Friday, January 19, 2007

More on Dawkins

Was thinking around some of Roberto's comments on a post late last week. I don't think it's as simple as dismissing someone as un intellectual if they don't bother doing the research before they write on something. There's other words for that. Dawkins is no doubt an extremely capable and intelligent man - in his field. But in the same way I wouldn't pretend to have the capacity to write about, say, organic famring methods in Yemen, with any degree of accuracy, perhaps dawkins could take the lesson on board? That the overwhelming response to his work from rational, real, intellectually capable Christians is that he simply misses the point nearly all the time - by assuming his presuppositions equal truth and 'setting up straw men to knock them down'. If I were the receiver of all this criticism (or Christicism (C) ) from an established school of intellectual enquiry i.e. theology - I might want to listen and learn from them . . . ?

Bishop Mike put me the way of a review, which included this gem about the nature of God.
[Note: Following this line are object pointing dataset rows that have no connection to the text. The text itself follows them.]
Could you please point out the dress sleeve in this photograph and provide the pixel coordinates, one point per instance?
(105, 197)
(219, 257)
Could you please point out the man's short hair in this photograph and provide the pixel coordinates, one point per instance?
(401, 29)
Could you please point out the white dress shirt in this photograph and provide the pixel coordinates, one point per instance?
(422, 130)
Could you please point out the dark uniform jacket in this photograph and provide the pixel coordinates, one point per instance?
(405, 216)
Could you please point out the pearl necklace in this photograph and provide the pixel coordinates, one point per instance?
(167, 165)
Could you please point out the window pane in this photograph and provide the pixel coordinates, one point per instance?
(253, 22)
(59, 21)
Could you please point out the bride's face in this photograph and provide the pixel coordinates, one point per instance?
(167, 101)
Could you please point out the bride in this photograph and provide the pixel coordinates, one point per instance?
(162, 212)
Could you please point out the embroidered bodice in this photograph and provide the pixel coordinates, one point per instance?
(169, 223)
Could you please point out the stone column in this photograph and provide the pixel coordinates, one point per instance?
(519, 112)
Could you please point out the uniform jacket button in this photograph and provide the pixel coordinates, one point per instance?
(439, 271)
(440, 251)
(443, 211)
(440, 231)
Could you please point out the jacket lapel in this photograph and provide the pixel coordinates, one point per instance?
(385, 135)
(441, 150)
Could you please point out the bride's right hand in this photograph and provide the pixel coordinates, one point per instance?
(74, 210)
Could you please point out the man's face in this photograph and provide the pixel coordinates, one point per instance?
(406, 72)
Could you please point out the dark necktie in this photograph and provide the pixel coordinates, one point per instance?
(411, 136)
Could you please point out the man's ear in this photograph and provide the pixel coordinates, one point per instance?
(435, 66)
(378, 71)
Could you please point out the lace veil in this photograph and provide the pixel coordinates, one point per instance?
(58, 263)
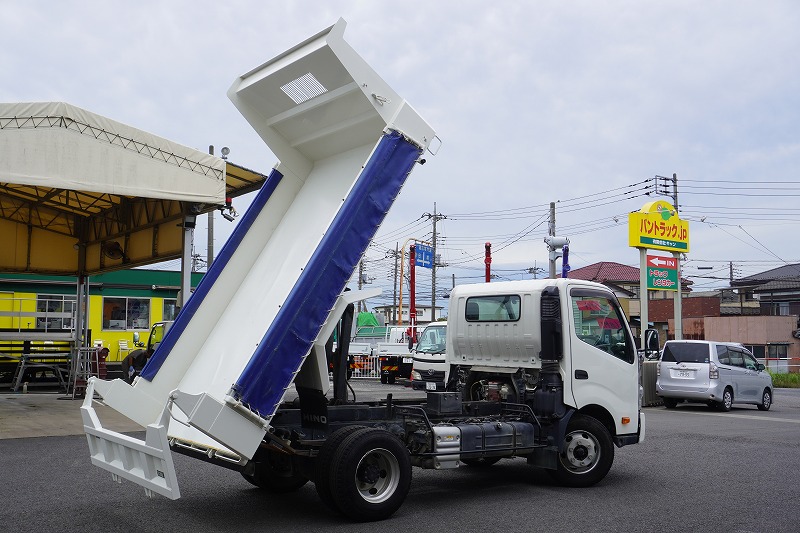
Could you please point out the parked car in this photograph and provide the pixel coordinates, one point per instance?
(718, 373)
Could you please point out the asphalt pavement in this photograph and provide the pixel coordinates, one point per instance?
(698, 470)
Dawkins speaks scoffingly of a personal God, as though it were entirely obvious exactly what this might mean. He seems to imagine God, if not exactly with a white beard, then at least as some kind of chap, however supersized. He asks how this chap can speak to billions of people simultaneously, which is rather like wondering why, if Tony Blair is an octopus, he has only two arms. For Judeo-Christianity, God is not a person in the sense that Al Gore arguably is. Nor is he a principle, an entity, or ‘existent’: in one sense of that word it would be perfectly coherent for religious types to claim that God does not in fact exist. He is, rather, the condition of possibility of any entity whatsoever, including ourselves. He is the answer to why there is something rather than nothing. God and the universe do not add up to two, any more than my envy and my left foot constitute a pair of objects.

1 comment:

Roberto said...

"He's an intellectual guy, but his arguments against Christianity are poorly founded and not at all reinforced."

He wouldn't be a professor and high-selling author if he wasn't smart. I just think his arguments are genuinely weak - as you say, he doesn't seem to understand what he's actually talking about.